19. The reported fair values of Mariner in the fourth quarter of 2000 and in the first three quarters of 2001 were not recorded in accordance with applicable accounting principles. Colwell and others allowed the value of Mariner to be fraudulently inflated, thereby causing Enron's financial statements filed in its year 2000 Form 10-K and its Form 10-Qs for the first three quarters of 2001 to be materially false and misleading.
20. Following Enron's bankruptcy filing in December 2001, a detailed review of Mariner was conducted and it was determined that an approximate $257 million write-down was warranted. That amount was included in the proposed write-downs disclosed by Enron in its April 22, 2002 Form 8-K.
Management Improperly Avoids a Write-Down of its Houston Pipeline Asset.
21. In another example of the scheme to defraud carried out by Colwell and others, in the second quarter of 2001, Enron avoided an approximate $1.4 billion loss relating to thedisposition of an Enron subsidiary, Houston Pipeline Company (HPL).
22. During the summer of 2000, Enron wanted to dispose of HPL. Enron knew that its recorded value of HPL on its books far exceeded its market value and therefore a sale of HPL would have required Enron to record a significant loss. Because there was a mandate from Enron's senior management to not take a loss on the HPL disposition, and because the CEO of ENA had previously told Enron's Board of Directors that there would be no loss on the HPL sale, Enron structured a transaction with a third party such that certain assets would be leased rather than sold. Colwell and others knew that no business reason existed for including the lease in the structure of the deal other than to avoid a write-down. Upon entering into the HPL lease, Enron was required to subject the leased assets to an impairment test in accordance with relevant accounting standards. The impairment test required that an impairment loss be recognized if the expected undiscounted future cash flows resulting from the use and final disposition of the leased assets was less than the carrying amount of the assets.

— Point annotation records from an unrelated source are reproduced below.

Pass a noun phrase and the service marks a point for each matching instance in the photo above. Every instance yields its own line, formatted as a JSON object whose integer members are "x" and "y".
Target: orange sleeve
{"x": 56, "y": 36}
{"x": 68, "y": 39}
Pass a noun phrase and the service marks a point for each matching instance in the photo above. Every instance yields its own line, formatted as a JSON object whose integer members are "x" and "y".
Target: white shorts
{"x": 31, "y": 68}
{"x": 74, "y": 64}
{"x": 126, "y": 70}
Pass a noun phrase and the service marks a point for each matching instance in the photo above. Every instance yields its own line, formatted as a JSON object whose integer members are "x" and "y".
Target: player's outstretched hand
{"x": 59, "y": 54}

23. Prior to the HPL transaction closing date, the lease agreement was amended to allow the counter-party to prepay the lease. This prepayment, which represented all of the expected future cash flows over the lease term, caused the leased assets to fail the impairment test. Colwell and others then improperly performed the impairment test using "deemed" cash flows as if Enron was to receive annual payments over the term of the lease. Using this method, the leased assets passed the impairment test. Those "deemed" cash flows, however, were never going to be received by Enron. As a result of the improper application of the impairment test, Enron avoided an approximate $1.4 billion loss in the second quarter of 2001 and its financial statements filed in its second quarter 2001 Form 10-Q were materially false and misleading. 24. HPL was included in the proposed write-downs disclosed by Enron in its April 22, 2002 Form 8-K. An analysis of the HPL transaction revealed that a write-down should have been booked in conjunction with the HPL deal. Enron concluded, among other things, that the accounting was improperly performed.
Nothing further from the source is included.